I can promise you it won't happen in a million years. More productivity lends to more exploitation, because you can do more with the same unit of work, instead of getting the same result with less work.. Or at least we have decades of data proving that is what realistically happen. So the only way to reduce emissions is either using carbon neutral sources (gas is... not?) or forbidding people from using energy in the first place (and let's be honest, that will not happen.)
That is a tough sell in the current environment. It's a regressive tax, so opposed on both ends of the political spectrum. People on the far right don't believe in climate change, and people on the far left don't believe in market efficiency. With 20% of the world's oil flow crimped in the Strait of Hormuz for who knows how long, higher energy prices is the last thing people want to contemplate.
In the longer run, a carbon tax is the best option. The fossil fuel price shock is a strong signal to produce energy through other means. There are major engineering initiatives around developing cheaper and safer nuclear energy. and it's cheaper now to deploy a solar farm than a coal plant.
A carbon tax would raise money to pay off national debts and encourage consumers and producers to figure out the most efficient way to accomplish their needs while minimizing their carbon footprint. It's a tough sell today, but this is they way to go for a better quality of life tomorrow.

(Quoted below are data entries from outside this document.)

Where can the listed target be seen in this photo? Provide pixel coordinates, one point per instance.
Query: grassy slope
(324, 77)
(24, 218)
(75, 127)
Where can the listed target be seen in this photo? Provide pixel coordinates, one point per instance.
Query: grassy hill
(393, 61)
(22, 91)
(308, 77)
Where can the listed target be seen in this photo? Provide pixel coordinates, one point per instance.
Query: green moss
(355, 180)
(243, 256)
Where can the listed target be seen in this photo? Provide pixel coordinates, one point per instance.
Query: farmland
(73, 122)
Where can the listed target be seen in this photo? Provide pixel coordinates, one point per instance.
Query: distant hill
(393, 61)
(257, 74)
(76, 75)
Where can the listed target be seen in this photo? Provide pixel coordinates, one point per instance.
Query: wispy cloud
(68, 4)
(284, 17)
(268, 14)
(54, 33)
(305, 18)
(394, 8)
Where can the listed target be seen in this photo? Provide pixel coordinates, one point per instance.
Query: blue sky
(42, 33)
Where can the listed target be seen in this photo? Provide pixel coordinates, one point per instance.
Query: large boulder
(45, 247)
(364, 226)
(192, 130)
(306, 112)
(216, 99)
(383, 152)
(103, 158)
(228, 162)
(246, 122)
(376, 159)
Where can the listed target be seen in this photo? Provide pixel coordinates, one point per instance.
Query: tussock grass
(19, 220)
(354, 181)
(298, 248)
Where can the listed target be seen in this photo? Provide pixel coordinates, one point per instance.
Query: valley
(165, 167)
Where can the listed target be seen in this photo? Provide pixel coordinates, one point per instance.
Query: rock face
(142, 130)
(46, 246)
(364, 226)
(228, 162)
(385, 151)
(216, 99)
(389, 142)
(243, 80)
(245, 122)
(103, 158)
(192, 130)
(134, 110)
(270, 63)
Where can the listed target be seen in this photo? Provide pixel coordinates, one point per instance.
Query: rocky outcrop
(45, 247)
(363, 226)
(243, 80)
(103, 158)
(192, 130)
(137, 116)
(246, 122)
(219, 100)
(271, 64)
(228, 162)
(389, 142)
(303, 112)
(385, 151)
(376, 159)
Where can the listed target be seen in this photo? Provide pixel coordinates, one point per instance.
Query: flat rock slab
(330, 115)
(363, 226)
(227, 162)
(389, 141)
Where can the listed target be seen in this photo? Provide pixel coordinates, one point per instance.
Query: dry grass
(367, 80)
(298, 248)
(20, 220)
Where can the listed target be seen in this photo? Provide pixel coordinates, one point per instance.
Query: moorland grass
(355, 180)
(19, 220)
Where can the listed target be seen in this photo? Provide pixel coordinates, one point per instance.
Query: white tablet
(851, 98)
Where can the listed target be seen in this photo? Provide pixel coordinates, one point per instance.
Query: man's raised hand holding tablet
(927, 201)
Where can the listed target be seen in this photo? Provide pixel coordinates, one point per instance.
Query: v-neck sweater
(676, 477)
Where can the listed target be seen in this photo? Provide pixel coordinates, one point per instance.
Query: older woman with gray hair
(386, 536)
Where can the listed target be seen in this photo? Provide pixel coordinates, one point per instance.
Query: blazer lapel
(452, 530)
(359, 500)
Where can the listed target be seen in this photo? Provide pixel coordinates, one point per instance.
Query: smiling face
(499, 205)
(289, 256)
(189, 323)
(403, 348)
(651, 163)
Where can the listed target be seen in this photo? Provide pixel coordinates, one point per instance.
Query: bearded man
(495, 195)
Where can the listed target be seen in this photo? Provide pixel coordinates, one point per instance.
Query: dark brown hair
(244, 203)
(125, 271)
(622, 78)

But per-capita greenhouse emissions have been falling in much of the developed world? And you can't really claim with a straight face that productivity has been dropping from 2000 to today.
https://ourworldindata.org/grapher/co-emissions-per-capita?c...
Carbon intensity is not the relevant metric.
And there's no evidence or historic precedent backing your idea that it would go down anyway.
I found that a 100 MW datacenter can cost roughly $3.35 billion, with a significant portion going to high-end GPUs like the B100 or H100. For electricity, 100 MW data center can incur annual power costs ranging from $41 million to over $131 million, depending on regional energy prices.
Hardware sitting idle waiting for sunshine/wind is leaving money on the table. Especially if you can burn gas during that time and still be hugely profitable.
Does that comparison mean anything to anybody?
"New AI data center in Utah will generate and consume more than twice the amount of power the entire state uses"
https://www.tomshardware.com/tech-industry/kevin-o-learys-9-...
I wouldn't be surprised if they use this as an excuse to open up public lands for extraction.
It’s quite impressive how the world is unable to reduce greenhouse emissions.
https://ourworldindata.org/co2-emissions
Asia will do what US did in 1979, Jimmy Carter delivered this televised speech on July 15, 1979.
"Point three: To give us energy security, I am asking for the most massive peacetime commitment of funds and resources in our nation's history to develop America's own alternative sources of fuel -- from coal, from oil shale, from plant products for gasohol, from unconventional gas, from the sun."
https://www.pbs.org/wgbh/americanexperience/features/carter-...
All while increasing natural gas prices through blockades and threats of secondary sanctions.
It will make oil billionaires (e.g., like the ones who founded the Daily Wire) very happy.
"Have the potential to", "Morocco". Presumably doesn't count the greenhouse gases emitted by Moroccans using overseas cloud services and AI.
At least the example wasn't Vatican City.